Pointers to Structures

To illustrate some of the considerations involved with pointers to - and arrays of - structures, let us write the keyword-counting program again, this time using pointers instead of array indices.

The external declaration of keytab need not change, but main and binsearch do need modification.

#include <stdio.h>
#include <ctype.h>
#include <string.h>
#define MAXWORD 100

int getword(char *, int);
struct key *binsearch(char *, struct key *, int);

/* count C keywords; pointer version */
main() {
    char word[MAXWORD];
    struct key *p;

    while (getword(word, MAXWORD) != EOF)
        if (isalpha(word[0]))
            if ((p = binsearch(word, keytab, NKEYS)) != NULL)
                p->count++;

    for (p = keytab; p < keytab + NKEYS; p++)
        if (p->count > 0)
            printf("%4d %s\n", p->count, p->word);

    return 0;
}

/* binsearch: find word in tab[0]...tab[n-1] */
struct key *binsearch(char *word, struct key *tab, int n) {
    int cond;
    struct key *low = &tab[0];
    struct key *high = &tab[n];
    struct key *mid;

    while (low < high) {
        mid = low + (high - low) / 2;
        if ((cond = strcmp(word, mid->word)) < 0)
            high = mid;
        else if (cond > 0)
            low = mid + 1;
        else
            return mid;
    }
    return NULL;
}

There are several things worthy of note here. First, the declaration of binsearch must indicate that it returns a pointer to struct key instead of an integer; this is declared both in the function prototype and in binsearch. If binsearch finds the word, it returns a pointer to it; if it fails, it returns NULL.

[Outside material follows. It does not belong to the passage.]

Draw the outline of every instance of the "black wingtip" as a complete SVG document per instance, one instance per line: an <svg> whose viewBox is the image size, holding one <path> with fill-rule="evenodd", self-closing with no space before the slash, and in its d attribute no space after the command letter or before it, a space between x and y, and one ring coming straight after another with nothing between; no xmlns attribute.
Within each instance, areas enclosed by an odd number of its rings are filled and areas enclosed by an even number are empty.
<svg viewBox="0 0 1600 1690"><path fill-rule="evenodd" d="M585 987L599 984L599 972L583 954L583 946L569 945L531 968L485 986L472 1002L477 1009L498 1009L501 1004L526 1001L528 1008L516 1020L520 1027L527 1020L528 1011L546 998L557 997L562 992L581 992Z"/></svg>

Second, the elements of keytab are now accessed by pointers. This requires significant changes in binsearch.

The initializers for low and high are now pointers to the beginning and just past the end of the table.

The computation of the middle element can no longer be simply

mid = (low+high) / 2; /* WRONG */

because the addition of pointers is illegal. Subtraction is legal, however, so high-low is the number of elements, and thus:

mid = low + (high-low) / 2;

sets mid to the element halfway between low and high.

Note

On this line: mid = low + (high-low) / 2; the reason it is allowed is because even though low is a pointer, the equation (high-low)/2 results in an index, not a pointer. So the result of that is a pointer + an index, which is allowed.

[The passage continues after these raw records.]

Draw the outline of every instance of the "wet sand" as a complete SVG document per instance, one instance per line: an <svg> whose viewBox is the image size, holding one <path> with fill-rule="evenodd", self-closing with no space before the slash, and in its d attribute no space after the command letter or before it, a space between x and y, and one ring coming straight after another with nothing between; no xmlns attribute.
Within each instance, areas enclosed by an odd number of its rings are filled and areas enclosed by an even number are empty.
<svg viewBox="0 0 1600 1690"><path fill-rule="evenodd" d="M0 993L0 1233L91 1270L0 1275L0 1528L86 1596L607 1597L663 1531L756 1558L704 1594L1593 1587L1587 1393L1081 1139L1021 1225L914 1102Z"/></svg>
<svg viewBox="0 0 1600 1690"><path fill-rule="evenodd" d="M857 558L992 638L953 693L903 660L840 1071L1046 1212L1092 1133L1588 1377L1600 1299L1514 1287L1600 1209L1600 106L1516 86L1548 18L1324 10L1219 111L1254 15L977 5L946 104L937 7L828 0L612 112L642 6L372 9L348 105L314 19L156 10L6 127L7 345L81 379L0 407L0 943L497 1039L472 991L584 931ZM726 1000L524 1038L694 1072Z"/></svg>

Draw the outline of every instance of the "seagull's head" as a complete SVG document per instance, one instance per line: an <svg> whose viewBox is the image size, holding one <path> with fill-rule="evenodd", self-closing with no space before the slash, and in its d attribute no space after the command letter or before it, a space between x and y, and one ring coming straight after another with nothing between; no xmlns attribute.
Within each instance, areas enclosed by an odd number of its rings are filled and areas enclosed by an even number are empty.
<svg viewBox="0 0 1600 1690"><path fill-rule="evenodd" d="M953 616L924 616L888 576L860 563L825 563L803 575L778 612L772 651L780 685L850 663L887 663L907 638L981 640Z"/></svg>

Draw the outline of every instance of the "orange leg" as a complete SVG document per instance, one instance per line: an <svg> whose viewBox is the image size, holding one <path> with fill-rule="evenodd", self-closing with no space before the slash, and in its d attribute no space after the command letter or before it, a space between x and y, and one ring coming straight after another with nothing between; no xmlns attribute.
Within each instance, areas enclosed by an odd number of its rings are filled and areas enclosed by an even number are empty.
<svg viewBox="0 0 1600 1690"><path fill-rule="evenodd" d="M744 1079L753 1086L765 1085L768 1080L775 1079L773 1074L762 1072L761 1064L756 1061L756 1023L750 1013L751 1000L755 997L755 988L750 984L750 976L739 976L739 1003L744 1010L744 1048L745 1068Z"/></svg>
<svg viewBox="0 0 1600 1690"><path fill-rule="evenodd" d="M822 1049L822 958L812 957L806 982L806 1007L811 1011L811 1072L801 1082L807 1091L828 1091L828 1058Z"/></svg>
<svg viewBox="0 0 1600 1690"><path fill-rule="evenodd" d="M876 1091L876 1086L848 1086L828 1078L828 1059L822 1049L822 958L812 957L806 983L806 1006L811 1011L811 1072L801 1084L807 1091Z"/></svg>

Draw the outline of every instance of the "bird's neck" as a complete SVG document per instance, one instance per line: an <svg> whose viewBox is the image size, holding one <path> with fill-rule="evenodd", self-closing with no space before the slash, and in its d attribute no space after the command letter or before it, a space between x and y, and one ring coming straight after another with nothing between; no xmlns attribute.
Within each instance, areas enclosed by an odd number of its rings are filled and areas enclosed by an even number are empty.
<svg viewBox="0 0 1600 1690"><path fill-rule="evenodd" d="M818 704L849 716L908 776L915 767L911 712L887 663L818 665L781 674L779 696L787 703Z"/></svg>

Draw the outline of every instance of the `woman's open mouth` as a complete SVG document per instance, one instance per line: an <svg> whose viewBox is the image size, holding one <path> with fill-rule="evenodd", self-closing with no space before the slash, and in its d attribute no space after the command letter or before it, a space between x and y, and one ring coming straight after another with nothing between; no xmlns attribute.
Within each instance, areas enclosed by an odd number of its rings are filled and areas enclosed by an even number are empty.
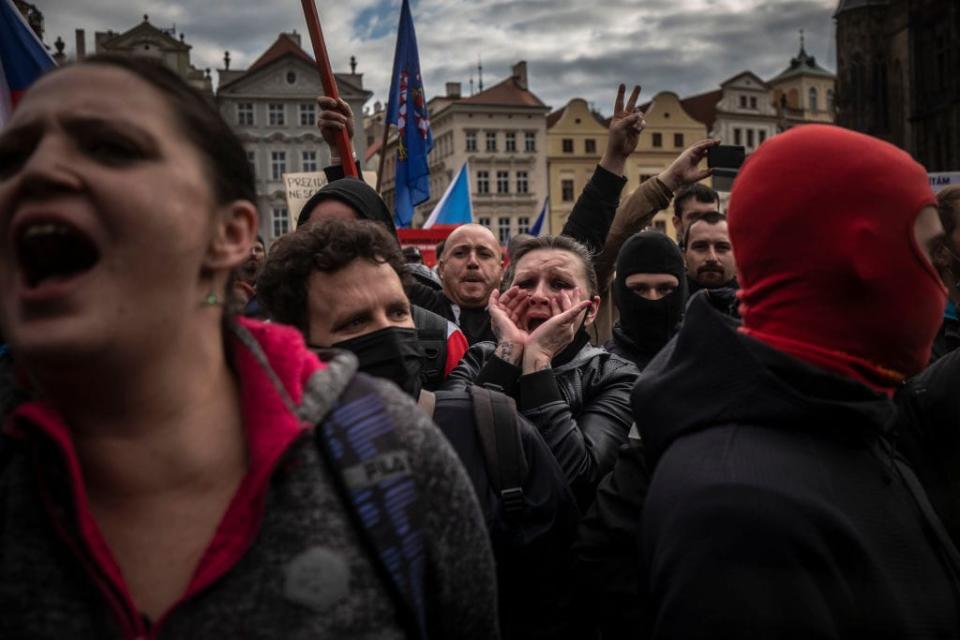
<svg viewBox="0 0 960 640"><path fill-rule="evenodd" d="M22 225L17 230L16 254L28 289L76 278L100 260L100 251L90 237L60 221Z"/></svg>
<svg viewBox="0 0 960 640"><path fill-rule="evenodd" d="M549 316L528 316L527 317L527 333L531 333L535 331L537 327L539 327L549 319L550 319Z"/></svg>

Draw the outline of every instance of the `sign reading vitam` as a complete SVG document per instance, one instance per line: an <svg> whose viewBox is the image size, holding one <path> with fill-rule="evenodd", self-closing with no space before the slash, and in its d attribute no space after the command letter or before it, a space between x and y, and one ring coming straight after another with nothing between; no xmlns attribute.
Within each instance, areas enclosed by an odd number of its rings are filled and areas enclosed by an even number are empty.
<svg viewBox="0 0 960 640"><path fill-rule="evenodd" d="M363 172L363 181L373 185L377 183L377 174L373 171ZM349 178L353 180L353 178ZM327 176L323 171L306 171L301 173L283 174L283 188L287 193L287 215L290 218L290 230L297 228L297 218L300 210L307 204L313 194L327 184Z"/></svg>
<svg viewBox="0 0 960 640"><path fill-rule="evenodd" d="M934 191L940 191L953 184L960 184L960 172L958 171L929 173L927 176L930 178L930 188Z"/></svg>

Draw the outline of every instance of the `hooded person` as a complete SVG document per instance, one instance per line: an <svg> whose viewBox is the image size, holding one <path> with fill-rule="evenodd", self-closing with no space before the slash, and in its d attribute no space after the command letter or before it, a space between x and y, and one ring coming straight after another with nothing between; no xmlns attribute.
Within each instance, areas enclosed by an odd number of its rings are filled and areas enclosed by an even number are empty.
<svg viewBox="0 0 960 640"><path fill-rule="evenodd" d="M344 205L347 210L344 209ZM383 198L376 189L356 178L341 178L328 182L310 196L297 217L297 228L308 222L336 215L341 211L343 213L338 217L373 220L386 227L391 236L397 236L393 215Z"/></svg>
<svg viewBox="0 0 960 640"><path fill-rule="evenodd" d="M960 637L960 554L892 446L946 299L926 171L807 125L730 203L742 327L692 299L632 394L650 637Z"/></svg>
<svg viewBox="0 0 960 640"><path fill-rule="evenodd" d="M613 301L620 319L604 348L641 371L673 337L687 304L687 278L676 243L659 231L641 231L617 256Z"/></svg>
<svg viewBox="0 0 960 640"><path fill-rule="evenodd" d="M397 238L393 215L383 198L373 187L356 178L333 180L313 194L300 209L297 228L328 218L370 220L386 229L390 237ZM425 276L421 270L413 268L409 272L413 277L408 279L406 287L411 297L417 298L414 294L418 290L432 292L438 288L435 279ZM454 323L422 306L413 308L413 321L416 338L426 355L424 385L427 389L436 389L467 352L467 339ZM411 378L414 379L419 378Z"/></svg>

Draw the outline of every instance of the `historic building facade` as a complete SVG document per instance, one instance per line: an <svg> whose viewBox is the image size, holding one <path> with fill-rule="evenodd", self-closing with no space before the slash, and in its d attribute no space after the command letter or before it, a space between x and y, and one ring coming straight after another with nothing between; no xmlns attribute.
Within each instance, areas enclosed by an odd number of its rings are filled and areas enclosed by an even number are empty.
<svg viewBox="0 0 960 640"><path fill-rule="evenodd" d="M474 222L500 241L526 232L547 197L547 113L550 108L527 83L527 64L509 78L471 96L449 82L446 95L427 103L433 132L430 200L417 207L420 226L464 162L469 163ZM393 206L396 136L386 148L381 193Z"/></svg>
<svg viewBox="0 0 960 640"><path fill-rule="evenodd" d="M837 122L960 169L960 3L841 0Z"/></svg>
<svg viewBox="0 0 960 640"><path fill-rule="evenodd" d="M836 114L836 81L836 75L807 53L801 36L800 52L790 59L790 66L767 81L780 130L811 122L832 123Z"/></svg>
<svg viewBox="0 0 960 640"><path fill-rule="evenodd" d="M217 73L217 106L247 150L257 179L260 235L271 242L291 230L291 218L299 213L287 211L283 174L321 171L330 162L317 128L320 76L296 32L281 33L247 69L231 69L227 52ZM355 69L335 76L340 96L355 114L354 148L363 158L363 105L372 94Z"/></svg>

The most important change is to adjust the algorithm to make sure that it does not generate an illegal pointer or attempt to access an element outside the array. The problem is that &tab[- 1] and &tab[n] are both outside the limits of the array tab. The former is strictly illegal, and it is illegal to dereference the latter. The language definition does guarantee, however, that pointer arithmetic that involves the first element beyond the end of an array (that is, &tab[n]) will work correctly).

In main we wrote:

for (p = keytab; p < keytab + NKEYS; p++)

If p is a pointer to a structure, arithmetic on p takes into account the size of the structure, so p++ increments p by the correct amount to get the next element of the array of structures, and the test stops the loop at the right time.

Don't assume, however, that the size of a structure is the sum of the sizes of its members. Because of alignment requirements for different objects, there may be unnamed "holes" in a structure. Thus, for instance, if a char is one byte and an int four bytes, the structure:

struct {
    char c;
    int i;
};

might well require eight bytes, not five. The sizeof operator returns the proper value.

Finally, an aside on program format: when a function returns a complicated type like a structure pointer, as in:

struct key *binsearch(char *word, struct key \*tab, int n)

the function name can be hard to see, and to find with a text editor. Accordingly an alternate style is sometimes used:

struct key *
binsearch(char *word, struct key *tab, int n)

This is a matter of personal taste; pick the form you like and hold to it.